Economic & Policy Outlook: A Year of Rebalancing
Marcoeconomic conditions and policy debates are shaping leasing strategy unevenly by region. Housing providers expect rentership to remain durable where homeownership costs are high, while oversupplied submarkets continue using targeted incentives.
“One of the most significant challenges facing the multifamily industry today is the growing push for rent control. While often well intentioned, these policies discourage new development, limit reinvestment and reduce housing supply,” says Murphy. “Over time, this negatively impacts affordability, housing quality and the long-term economic stability of an area. Sustainable solutions require policies that encourage development. Producing housing at all income levels is the only proven way to bring down housing costs and reduce the pressure that leads to rent increases.”
Financial management and process improvements are also being paired for a continued emphasis on service quality. “While we are paying close attention to expense management, we believe the overall customer experience is even more important in a competitive environment. We believe both efficiency and service can coexist,” says Atkins.
Interest rates are in the higher-for-longer category, resulting in housing providers strategically focusing on cash flow optimization through earlier renewals and calibrated incentives. “Although interest rates have been elevated for several years, there are signs of stabilization and potential easing into 2026,” says LaRocca. “Because refinancing is expensive, our role as operators is to optimize properties’ existing cash flow by increasing renewal rates, reducing turnover cost, maintaining occupancy and tailoring concessions according to unit type, location and other elements.”
Outlooks vary by region, with coastal constraints easing incentives and oversupplied Sun Belt markets keeping targeted concessions in play. Economic uncertainty will be a key factor in shaping leasing strategies. “High prices and interest rates continue to keep homeownership less affordable, sustaining renter demand. At the same time, expectations for continued slower job growth that began in the second half of 2025 are keeping management firms focused on retention and value-added amenities,” says Clare. “Supply constraints in some coastal markets will allow managers to reduce concessions where implemented, while oversupplied markets, particularly in the Sun Belt, will continue to rely on targeted incentives to maintain occupancy.”
Housing providers are laying the foundation of a spring leasing playbook that emphasizes speed, precision and service. They are leveraging AI to reduce friction and refine the resident and prospective renter experience while relying on consistent onsite execution and community engagement to earn renewals. As markets normalize unevenly and policy debates continue, the best-positioned teams will be the ones that act quickly, communicate clearly and make the experience of renting—and staying—feel straightforward and valuable.

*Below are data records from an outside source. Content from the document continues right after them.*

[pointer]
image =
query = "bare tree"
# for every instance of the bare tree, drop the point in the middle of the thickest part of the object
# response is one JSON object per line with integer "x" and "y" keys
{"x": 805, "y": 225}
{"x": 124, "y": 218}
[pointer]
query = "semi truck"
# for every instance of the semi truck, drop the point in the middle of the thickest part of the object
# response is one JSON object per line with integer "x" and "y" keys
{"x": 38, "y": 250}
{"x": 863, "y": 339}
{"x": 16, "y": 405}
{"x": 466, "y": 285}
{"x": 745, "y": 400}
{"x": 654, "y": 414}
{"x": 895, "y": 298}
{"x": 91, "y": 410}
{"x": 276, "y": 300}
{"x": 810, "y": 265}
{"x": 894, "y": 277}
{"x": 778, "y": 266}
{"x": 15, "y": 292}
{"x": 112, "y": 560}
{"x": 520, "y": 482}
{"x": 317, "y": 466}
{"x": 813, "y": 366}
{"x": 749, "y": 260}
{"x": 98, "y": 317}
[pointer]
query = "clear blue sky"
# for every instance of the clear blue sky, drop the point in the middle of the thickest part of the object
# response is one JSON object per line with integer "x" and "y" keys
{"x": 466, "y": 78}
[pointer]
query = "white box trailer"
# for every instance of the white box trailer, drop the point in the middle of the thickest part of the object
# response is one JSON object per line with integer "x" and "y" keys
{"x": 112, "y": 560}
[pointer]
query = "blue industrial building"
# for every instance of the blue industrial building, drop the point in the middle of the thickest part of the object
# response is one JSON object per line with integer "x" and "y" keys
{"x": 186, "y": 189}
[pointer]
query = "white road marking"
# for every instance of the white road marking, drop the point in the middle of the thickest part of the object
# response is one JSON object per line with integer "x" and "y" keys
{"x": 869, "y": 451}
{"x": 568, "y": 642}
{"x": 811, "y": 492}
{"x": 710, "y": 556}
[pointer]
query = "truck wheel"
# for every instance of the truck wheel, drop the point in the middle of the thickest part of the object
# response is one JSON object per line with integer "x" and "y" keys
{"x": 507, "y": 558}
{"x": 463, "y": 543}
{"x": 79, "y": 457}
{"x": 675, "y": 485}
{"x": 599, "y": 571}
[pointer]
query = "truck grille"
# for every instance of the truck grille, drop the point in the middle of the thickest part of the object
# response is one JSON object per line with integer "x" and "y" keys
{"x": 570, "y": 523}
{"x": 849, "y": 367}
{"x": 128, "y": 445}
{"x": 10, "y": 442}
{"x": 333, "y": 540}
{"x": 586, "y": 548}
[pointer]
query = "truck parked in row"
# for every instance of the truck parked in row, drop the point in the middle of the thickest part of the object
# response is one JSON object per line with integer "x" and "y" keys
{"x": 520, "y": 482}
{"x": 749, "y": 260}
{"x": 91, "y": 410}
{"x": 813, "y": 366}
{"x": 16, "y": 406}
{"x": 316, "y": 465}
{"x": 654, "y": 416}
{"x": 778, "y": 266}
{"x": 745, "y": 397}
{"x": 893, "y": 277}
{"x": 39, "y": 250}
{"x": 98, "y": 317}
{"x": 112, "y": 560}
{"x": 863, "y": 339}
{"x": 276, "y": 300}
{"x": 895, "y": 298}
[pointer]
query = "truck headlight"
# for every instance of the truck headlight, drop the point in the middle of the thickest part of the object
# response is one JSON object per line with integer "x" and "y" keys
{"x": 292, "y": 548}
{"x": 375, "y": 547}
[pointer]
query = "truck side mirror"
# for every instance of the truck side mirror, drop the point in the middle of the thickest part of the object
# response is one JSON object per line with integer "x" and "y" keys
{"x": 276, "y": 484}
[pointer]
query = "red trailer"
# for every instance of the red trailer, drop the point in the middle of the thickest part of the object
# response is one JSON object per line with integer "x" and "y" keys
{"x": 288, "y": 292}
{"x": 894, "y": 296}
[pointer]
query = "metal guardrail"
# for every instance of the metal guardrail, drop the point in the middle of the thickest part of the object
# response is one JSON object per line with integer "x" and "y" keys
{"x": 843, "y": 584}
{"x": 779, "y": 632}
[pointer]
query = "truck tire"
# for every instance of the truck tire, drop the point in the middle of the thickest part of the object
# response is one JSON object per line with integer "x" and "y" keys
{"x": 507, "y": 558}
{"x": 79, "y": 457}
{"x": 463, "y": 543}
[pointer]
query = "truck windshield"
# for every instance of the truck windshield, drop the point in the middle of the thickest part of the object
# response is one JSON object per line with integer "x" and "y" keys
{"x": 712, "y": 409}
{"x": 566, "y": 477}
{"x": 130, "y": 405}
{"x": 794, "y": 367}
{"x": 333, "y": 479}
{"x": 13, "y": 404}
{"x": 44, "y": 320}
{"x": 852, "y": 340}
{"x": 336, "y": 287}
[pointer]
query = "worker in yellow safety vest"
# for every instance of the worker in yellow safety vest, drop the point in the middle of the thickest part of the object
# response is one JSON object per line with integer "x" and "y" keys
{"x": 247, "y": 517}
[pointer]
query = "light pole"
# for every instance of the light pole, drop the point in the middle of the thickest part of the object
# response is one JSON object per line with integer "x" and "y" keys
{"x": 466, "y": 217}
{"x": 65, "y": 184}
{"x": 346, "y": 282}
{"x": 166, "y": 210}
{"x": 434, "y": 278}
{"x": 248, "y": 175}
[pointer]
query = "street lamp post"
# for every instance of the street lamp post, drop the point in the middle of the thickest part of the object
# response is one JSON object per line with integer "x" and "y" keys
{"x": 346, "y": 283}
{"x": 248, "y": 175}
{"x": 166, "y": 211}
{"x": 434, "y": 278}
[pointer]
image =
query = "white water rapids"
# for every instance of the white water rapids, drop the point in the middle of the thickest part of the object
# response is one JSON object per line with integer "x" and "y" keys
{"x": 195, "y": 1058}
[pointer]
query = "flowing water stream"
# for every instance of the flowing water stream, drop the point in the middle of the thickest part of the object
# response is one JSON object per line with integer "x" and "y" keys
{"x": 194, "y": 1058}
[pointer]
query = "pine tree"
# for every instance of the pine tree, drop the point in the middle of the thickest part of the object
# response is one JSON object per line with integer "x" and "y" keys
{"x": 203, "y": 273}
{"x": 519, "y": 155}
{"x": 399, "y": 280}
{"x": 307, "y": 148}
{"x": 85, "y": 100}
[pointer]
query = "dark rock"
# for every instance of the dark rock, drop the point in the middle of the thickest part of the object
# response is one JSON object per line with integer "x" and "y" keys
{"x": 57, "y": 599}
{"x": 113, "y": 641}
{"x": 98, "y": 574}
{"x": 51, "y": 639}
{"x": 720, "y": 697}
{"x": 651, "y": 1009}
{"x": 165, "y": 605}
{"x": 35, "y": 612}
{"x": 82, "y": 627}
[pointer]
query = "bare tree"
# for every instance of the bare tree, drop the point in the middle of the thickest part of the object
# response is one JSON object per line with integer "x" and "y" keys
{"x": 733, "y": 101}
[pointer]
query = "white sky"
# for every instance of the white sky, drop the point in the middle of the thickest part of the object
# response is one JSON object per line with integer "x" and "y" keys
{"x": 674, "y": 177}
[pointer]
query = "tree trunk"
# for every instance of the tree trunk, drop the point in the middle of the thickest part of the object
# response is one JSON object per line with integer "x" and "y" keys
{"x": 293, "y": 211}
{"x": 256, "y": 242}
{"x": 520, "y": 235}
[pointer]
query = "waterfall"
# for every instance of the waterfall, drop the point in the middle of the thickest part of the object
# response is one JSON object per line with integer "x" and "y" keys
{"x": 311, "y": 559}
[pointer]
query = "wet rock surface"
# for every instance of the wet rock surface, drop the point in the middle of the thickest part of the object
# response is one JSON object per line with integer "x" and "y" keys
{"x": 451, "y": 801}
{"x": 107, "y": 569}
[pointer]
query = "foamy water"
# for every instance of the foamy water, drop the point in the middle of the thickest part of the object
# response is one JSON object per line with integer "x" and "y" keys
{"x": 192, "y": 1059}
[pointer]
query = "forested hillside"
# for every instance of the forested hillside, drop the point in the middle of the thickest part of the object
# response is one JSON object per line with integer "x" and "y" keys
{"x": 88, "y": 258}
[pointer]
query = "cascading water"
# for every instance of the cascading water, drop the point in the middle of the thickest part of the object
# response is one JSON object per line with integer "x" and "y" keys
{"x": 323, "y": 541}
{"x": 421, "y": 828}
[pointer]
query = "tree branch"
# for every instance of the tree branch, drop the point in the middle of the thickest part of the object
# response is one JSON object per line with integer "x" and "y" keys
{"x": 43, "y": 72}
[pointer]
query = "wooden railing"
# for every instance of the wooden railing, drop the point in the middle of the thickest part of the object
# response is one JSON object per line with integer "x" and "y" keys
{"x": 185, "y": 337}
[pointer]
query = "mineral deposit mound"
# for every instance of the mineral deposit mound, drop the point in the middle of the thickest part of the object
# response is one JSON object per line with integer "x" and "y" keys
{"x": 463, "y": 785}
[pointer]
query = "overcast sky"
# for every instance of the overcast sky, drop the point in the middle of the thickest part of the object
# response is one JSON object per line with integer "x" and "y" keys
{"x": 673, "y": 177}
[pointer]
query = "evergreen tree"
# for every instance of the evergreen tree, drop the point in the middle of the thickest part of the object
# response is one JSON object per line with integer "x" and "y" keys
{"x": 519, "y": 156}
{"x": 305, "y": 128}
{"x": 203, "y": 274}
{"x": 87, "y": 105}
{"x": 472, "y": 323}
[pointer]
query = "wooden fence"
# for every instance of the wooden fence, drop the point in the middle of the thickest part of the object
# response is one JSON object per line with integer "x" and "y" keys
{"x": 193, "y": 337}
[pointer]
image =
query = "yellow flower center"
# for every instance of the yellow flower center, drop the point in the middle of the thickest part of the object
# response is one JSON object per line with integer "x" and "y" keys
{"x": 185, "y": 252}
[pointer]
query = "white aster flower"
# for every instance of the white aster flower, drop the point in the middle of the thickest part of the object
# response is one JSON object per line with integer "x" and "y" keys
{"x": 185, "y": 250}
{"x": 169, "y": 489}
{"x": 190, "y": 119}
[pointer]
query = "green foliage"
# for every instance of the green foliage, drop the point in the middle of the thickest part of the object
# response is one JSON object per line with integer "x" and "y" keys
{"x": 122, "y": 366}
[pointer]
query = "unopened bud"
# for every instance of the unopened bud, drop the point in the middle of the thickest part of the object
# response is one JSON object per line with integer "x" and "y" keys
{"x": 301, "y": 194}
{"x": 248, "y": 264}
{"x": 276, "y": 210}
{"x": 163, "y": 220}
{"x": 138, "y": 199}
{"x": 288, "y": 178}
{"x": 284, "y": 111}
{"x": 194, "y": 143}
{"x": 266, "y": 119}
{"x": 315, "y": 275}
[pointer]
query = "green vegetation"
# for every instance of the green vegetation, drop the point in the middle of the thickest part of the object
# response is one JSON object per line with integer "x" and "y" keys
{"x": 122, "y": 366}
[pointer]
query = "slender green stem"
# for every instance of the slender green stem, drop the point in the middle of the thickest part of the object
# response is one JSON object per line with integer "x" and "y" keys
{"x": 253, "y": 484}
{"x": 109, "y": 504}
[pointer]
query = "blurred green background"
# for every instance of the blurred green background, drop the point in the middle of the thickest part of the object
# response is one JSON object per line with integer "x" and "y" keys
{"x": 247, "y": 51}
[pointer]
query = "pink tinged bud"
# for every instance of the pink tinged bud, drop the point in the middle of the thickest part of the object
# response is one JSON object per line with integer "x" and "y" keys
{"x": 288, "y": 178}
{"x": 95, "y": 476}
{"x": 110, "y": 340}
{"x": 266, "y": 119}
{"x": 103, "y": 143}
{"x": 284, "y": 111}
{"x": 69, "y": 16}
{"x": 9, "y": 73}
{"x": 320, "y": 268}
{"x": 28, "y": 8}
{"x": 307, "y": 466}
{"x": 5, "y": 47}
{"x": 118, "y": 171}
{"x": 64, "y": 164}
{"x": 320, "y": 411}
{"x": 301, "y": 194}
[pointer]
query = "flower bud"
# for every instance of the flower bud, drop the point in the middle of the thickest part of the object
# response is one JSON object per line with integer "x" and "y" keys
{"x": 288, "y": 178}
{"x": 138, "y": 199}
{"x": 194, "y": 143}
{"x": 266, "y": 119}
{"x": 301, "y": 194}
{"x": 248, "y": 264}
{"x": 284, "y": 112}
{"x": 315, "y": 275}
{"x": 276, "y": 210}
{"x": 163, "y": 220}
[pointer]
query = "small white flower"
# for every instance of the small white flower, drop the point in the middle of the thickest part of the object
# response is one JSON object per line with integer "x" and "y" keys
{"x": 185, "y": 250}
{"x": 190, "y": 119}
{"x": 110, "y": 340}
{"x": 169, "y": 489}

“As emerging technologies continue to reshape how prospects search for and evaluate apartments, visibility in AI driven and generative search results will become increasingly important,” says Murphy. “Looking ahead to 2026, success will depend on providing clear, detailed and prospect focused content across all online channels, content that answers questions, builds confidence and accelerates decision making.”
Michael Miller is NAA’s Senior Managing Editor.